Department of Clinical Biochemistry, Faculty of Medicine, King Abdulaziz University, Jeddah 21465, Saudi Arabia.
Medical Biochemistry and Molecular Biology, Faculty of Medicine, Mansoura University, Mansoura 35516, Egypt.
Cells. 2021 Apr 16;10(4):920. doi: 10.3390/cells10040920.
The exact link between obesity, vitamin D deficiency, and their relation to cellular senescence in the pathogenesis of subclinical atherosclerosis is still under debate. Therefore, the current study aims to verify the possible role of vitamin D deficiency and cellular senescence in the pathogenesis of obesity-related subclinical atherosclerosis. Moreover, it aims to investigate the possible protective role of vitamin D supplementation. Fifty-seven male albino rats were enrolled in the study and classified into four groups: negative (10) and positive control groups (10), an obese model group (24), and a vitamin-D-supplemented obese group (13). Aortic tissue samples and fasting blood samples were collected. The following biochemical investigations were performed: serum cholesterol, triglycerides, HDL-C, LDL-C, ALT, AST, CPK, CK-MB, and hs-cTnt. HOMA-IR was calculated. Moreover, serum SMP-30, 25 (OH)Vitamin D, and eNOS were determined by the ELISA technique. Aortic gene expression of eNOS, SMP-30, and P53 was estimated by real-time qRT-PCR. Serum 25(OH) D and SMP-30 were lower in the obese group. In addition, the obese group showed higher serum lipid profile, HOMA-IR, eNOS, ALT, AST, CPK, CK-MB, and hs-cTnt than the control groups, while decreased levels were found in the vitamin-D-treated obese group. Gene expression of eNOS and SMP-30 were in accordance with their serum levels. A positive correlation was found between vitamin D level and SMP-30. In conclusion, obesity is associated with vitamin D deficiency and enhanced cellular senescence. They could play a role in the pathogenesis of obesity-associated subclinical atherosclerosis and endothelial dysfunction. Vitamin D supplements could play a protective role against such obesity-related comorbidity.

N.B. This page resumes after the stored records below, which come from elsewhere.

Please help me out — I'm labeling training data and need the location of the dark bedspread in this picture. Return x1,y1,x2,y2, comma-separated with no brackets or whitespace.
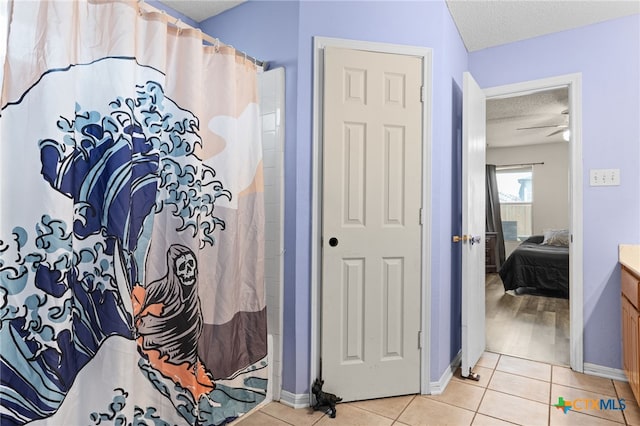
499,236,569,298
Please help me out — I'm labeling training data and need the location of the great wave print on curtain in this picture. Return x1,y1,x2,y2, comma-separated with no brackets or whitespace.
0,1,268,425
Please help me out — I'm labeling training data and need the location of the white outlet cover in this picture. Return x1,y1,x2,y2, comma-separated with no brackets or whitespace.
589,169,620,186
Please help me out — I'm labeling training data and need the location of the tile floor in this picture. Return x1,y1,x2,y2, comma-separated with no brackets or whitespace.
232,352,640,426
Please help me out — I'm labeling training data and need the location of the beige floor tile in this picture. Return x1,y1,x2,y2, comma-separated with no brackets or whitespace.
314,404,393,426
452,365,493,388
349,395,415,420
260,402,324,426
549,407,621,426
622,398,640,426
231,411,289,426
398,396,474,426
551,383,624,423
426,380,484,411
489,371,551,404
551,365,616,397
496,355,551,382
478,389,549,426
613,380,637,405
476,352,500,369
471,413,514,426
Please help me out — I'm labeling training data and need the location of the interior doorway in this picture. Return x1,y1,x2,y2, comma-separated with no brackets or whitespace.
485,86,571,365
484,73,584,372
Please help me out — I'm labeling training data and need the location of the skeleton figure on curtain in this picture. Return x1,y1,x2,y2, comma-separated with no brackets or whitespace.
132,244,215,400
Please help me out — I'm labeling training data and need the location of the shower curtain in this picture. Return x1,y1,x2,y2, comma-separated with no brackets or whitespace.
0,0,267,426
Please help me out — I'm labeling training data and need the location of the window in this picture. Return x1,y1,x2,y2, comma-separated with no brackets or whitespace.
496,166,533,241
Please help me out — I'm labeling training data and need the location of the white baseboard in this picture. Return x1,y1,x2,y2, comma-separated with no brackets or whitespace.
280,389,311,408
584,362,628,382
429,351,462,395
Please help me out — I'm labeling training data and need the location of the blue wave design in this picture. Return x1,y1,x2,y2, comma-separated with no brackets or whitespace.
0,70,231,425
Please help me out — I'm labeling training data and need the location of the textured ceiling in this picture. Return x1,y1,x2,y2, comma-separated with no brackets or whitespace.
154,0,640,147
159,0,246,22
487,87,570,148
447,0,640,52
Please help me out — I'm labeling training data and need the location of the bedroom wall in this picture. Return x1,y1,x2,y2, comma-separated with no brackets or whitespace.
469,15,640,369
200,0,467,395
487,143,569,235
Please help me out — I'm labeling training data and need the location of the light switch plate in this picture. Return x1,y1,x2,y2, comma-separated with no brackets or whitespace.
589,169,620,186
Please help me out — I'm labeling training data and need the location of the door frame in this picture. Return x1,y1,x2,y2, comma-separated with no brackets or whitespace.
309,36,433,401
484,73,584,373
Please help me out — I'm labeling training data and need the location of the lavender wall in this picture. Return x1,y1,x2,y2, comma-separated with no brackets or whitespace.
139,0,640,394
469,15,640,369
201,0,467,394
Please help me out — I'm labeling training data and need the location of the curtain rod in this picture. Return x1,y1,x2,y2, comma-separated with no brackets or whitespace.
496,161,544,167
138,0,269,71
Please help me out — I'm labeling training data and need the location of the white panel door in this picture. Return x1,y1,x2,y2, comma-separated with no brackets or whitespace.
321,47,422,401
462,73,486,377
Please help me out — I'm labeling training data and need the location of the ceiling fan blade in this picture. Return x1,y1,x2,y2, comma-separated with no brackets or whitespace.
516,124,568,130
547,129,566,137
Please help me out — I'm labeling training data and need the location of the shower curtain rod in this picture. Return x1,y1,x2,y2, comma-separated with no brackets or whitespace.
496,161,544,167
138,0,269,71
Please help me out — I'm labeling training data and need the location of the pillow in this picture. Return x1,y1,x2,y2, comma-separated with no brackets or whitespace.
542,229,569,247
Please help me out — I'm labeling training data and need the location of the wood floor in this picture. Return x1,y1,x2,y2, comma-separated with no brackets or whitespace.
486,274,569,366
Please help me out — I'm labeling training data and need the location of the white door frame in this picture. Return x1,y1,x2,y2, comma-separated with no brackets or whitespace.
484,73,584,373
309,37,432,394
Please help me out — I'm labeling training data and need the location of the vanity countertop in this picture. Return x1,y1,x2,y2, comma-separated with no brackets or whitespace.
618,244,640,277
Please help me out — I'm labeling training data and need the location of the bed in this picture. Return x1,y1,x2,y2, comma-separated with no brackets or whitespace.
499,230,569,299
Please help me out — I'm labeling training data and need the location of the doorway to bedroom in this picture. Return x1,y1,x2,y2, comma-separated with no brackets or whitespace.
485,86,571,365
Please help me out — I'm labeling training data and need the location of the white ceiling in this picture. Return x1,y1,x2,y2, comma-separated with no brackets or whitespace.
159,0,246,23
447,0,640,52
487,87,569,148
159,0,640,147
159,0,640,52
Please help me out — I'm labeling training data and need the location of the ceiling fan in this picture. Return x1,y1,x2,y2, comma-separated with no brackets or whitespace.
516,109,569,140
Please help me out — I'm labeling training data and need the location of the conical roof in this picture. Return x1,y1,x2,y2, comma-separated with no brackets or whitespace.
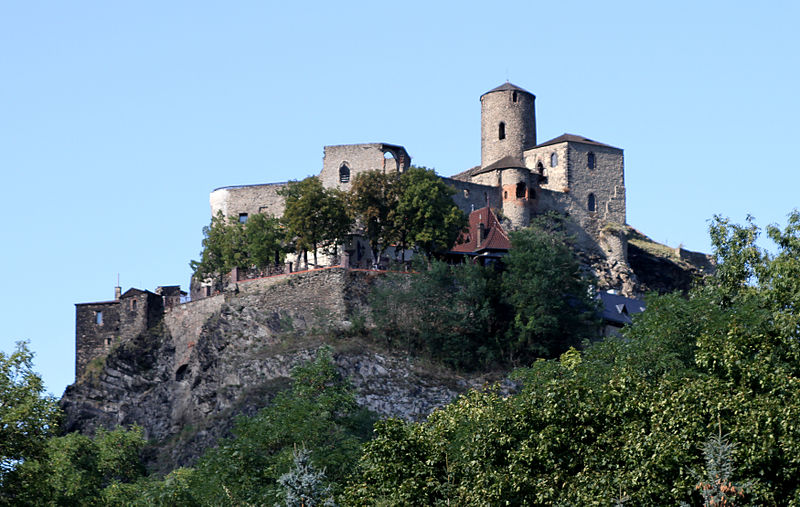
481,81,533,97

肥胖、维生素 D 缺乏与细胞衰老在亚临床动脉粥样硬化发病机制中的确切联系仍存在争议。因此,本研究旨在验证维生素 D 缺乏和细胞衰老在肥胖相关亚临床动脉粥样硬化发病机制中的可能作用。此外,还旨在研究维生素 D 补充的可能保护作用。
将 57 只雄性白化大鼠纳入研究并分为 4 组:阴性(10 只)和阳性对照组(10 只)、肥胖模型组(24 只)和维生素 D 补充肥胖组(13 只)。收集主动脉组织样本和空腹血样。进行了以下生化研究:血清胆固醇、甘油三酯、HDL-C、LDL-C、ALT、AST、CPK、CK-MB 和 hs-cTnt。计算 HOMA-IR。此外,通过 ELISA 技术测定血清 SMP-30、25(OH)维生素 D 和 eNOS。通过实时 qRT-PCR 估计主动脉中 eNOS、SMP-30 和 P53 的基因表达。
肥胖组血清 25(OH)D 和 SMP-30 水平降低。此外,肥胖组的血清脂质谱、HOMA-IR、eNOS、ALT、AST、CPK、CK-MB 和 hs-cTnt 均高于对照组,而维生素 D 治疗肥胖组的水平则降低。eNOS 和 SMP-30 的基因表达与其血清水平一致。发现维生素 D 水平与 SMP-30 之间存在正相关。
综上所述,肥胖与维生素 D 缺乏和增强的细胞衰老有关。它们可能在肥胖相关亚临床动脉粥样硬化和内皮功能障碍的发病机制中发挥作用。维生素 D 补充剂可能对这种肥胖相关的合并症起到保护作用。